DRAfrica will explore NLP models for automated observation transcription in the context of downstream applications such as climate change modelling.
Grant Value: £358k; Start: May 2024; End: March 2027
This project is funded through the WCSSP South Africa project, a collaborative initiative between the Met Office, South African and UK partners, supported by the International Science Partnership Fund (ISPF) from the UK's Department for Science, Innovation and Technology (DSIT). It is also supported by the Natural Environment Research Council (grant NE/S015604/1) project GloSAT and the Centre for Machine Intelligence (CMI).
PI Dr Stuart E. Middleton, University of Southampton, UK
CoI Prof Ed Hawkins MBE, NCAS, University of Reading, UK
CoI Prof Tim Osborn, University of East Anglia, UK
DR-Africa is exploring a range of approaches for automated observation transcription. We will fine-tune and evaluate them when applied to African scanned historical measurement log book images and (b) develop a hybrid model and compare that to the performance of individual models. The goal is to advance the state of the art in automated observation transcription models and to release a set of open source tools that can be used by stakeholder partners in the environmental science domain (e.g. South African data rescue teams).
In year 1 we will adapt the academic state of the art models for automated table cell detection and Optical Character Recognition (OCR) developed by PI Middleton under the NERC-funded GloSAT grant (NE/S015604/1) and tailor them for DR-Africa and specifically new African datasets. In addition commercial and open source multimodal Large Language Models (LLMs) will be investigated.

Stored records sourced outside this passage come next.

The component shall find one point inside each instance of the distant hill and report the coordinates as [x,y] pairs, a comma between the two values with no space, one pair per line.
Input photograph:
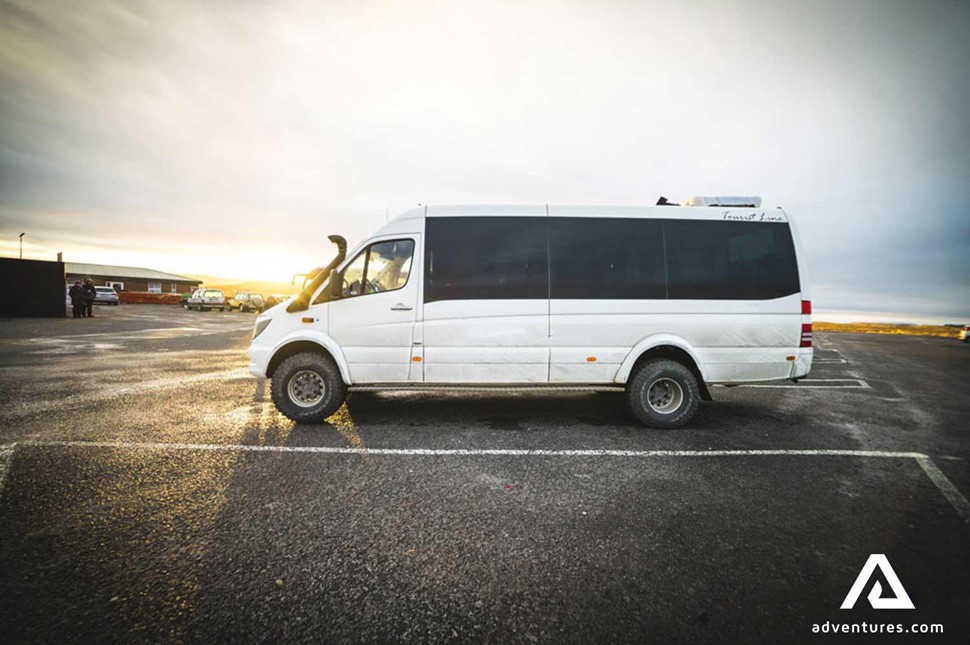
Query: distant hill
[232,285]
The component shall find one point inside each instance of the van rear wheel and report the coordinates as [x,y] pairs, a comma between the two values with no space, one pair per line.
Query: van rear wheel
[663,394]
[308,388]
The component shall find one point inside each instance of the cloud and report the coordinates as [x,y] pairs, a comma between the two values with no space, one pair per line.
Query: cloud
[151,126]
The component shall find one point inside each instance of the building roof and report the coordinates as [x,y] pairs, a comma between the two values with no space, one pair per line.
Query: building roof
[133,273]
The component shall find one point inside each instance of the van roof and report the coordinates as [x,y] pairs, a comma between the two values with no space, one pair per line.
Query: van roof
[739,213]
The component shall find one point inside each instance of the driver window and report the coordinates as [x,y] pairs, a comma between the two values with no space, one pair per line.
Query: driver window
[353,276]
[384,266]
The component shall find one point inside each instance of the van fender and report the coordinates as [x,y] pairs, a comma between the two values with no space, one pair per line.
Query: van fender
[648,343]
[322,339]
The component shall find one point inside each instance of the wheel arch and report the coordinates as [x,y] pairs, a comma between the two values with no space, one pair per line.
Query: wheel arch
[669,347]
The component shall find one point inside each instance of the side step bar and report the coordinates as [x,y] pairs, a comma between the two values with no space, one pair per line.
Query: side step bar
[484,387]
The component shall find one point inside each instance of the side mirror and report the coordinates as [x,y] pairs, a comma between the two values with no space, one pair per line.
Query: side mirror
[334,286]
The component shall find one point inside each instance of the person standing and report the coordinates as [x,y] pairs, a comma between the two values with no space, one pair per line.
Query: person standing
[78,301]
[90,294]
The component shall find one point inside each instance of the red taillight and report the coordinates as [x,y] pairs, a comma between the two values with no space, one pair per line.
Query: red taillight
[806,335]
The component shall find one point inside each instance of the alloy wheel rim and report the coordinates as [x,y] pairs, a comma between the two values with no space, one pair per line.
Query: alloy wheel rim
[665,395]
[306,388]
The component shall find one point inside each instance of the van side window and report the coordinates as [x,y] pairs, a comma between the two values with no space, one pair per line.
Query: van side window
[606,258]
[383,266]
[486,258]
[713,260]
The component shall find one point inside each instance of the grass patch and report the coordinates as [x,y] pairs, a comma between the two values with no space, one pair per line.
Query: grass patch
[889,328]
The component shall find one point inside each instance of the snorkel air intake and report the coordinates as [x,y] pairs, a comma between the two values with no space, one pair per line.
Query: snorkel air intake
[302,301]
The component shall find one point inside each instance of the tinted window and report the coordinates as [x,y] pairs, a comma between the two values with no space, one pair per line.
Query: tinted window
[474,258]
[606,258]
[729,260]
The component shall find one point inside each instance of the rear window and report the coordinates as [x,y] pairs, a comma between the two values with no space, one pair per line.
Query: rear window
[712,260]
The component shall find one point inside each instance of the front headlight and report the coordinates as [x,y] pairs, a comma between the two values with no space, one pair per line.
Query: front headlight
[261,324]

In year 2 we will review other open-source solutions to OCR components and develop an automated observation transcription pipeline using a combination of manual table detection, handwriting focussed OCR and post processing heuristics.
In year 3 we will develop and evaluate a hybrid approach using models from both systems (developed in years 1 and 2 respectively). This evaluation will include some real data rescue from African datasets and an assessment of the quality of the rescued data in the context of a downstream application - climate change modelling.